夜はアラカルトもありますがプリフィクスコース(5000円)が良いでしょう。前菜盛り合わせ(これは造り置き)の次に、前菜、パスタ、メインをメニューからチョイスできます。この皿数で5000円はお得でしょうか。反対にお任せコース(7000円)は避けるべきです。前菜4皿にパスタ、メインとまったく選択の余地なし。食材や調理法を選べず特徴のない料理を食べるほど辛いことはありません。
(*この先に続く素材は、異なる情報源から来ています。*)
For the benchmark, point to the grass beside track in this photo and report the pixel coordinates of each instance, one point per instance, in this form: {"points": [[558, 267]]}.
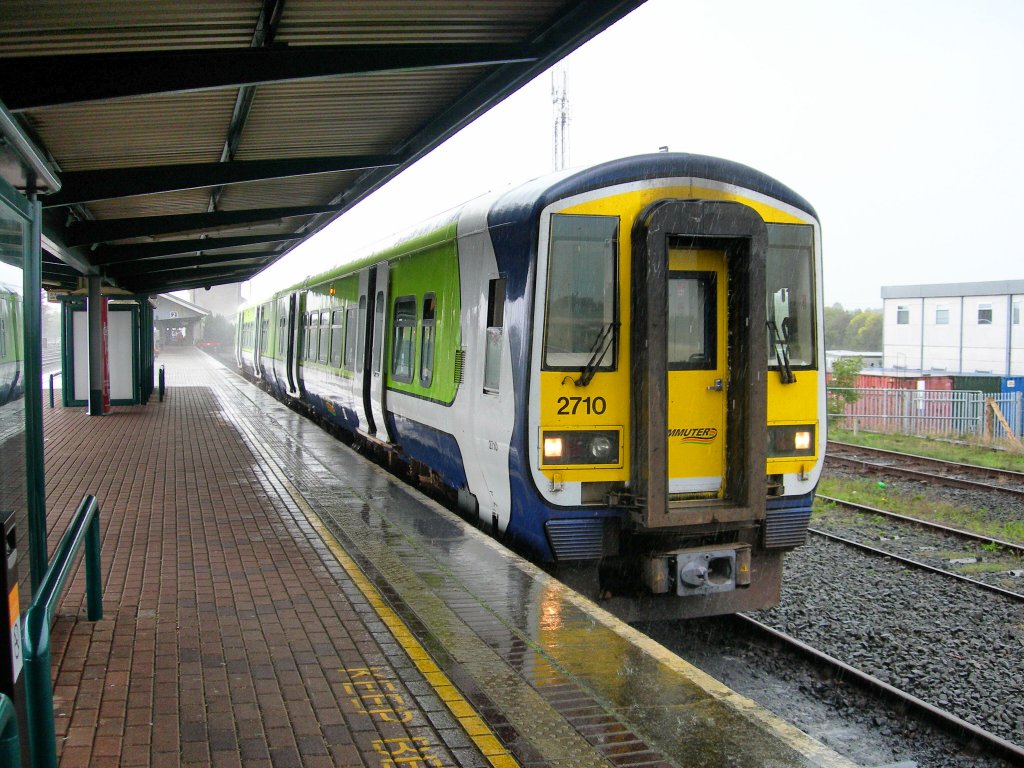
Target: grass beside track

ワインは種類がないですが、サルディーニャやシチリアのハウスワインがボトルで4000円台。この店では、この値付けも安いワインで充分です。わかりやすい味、高くない支払い、と普段使いの店としてなら充分、ただし遠方から訪問する店ではないでしょう。最後に二言。2階の貸切個室は現状のスタッフ数では営業は無謀です。まともなサービスが出来ません。また客単価1万円の夜でも皿毎にカトラリーを交換しないのもいかがなものでしょうか。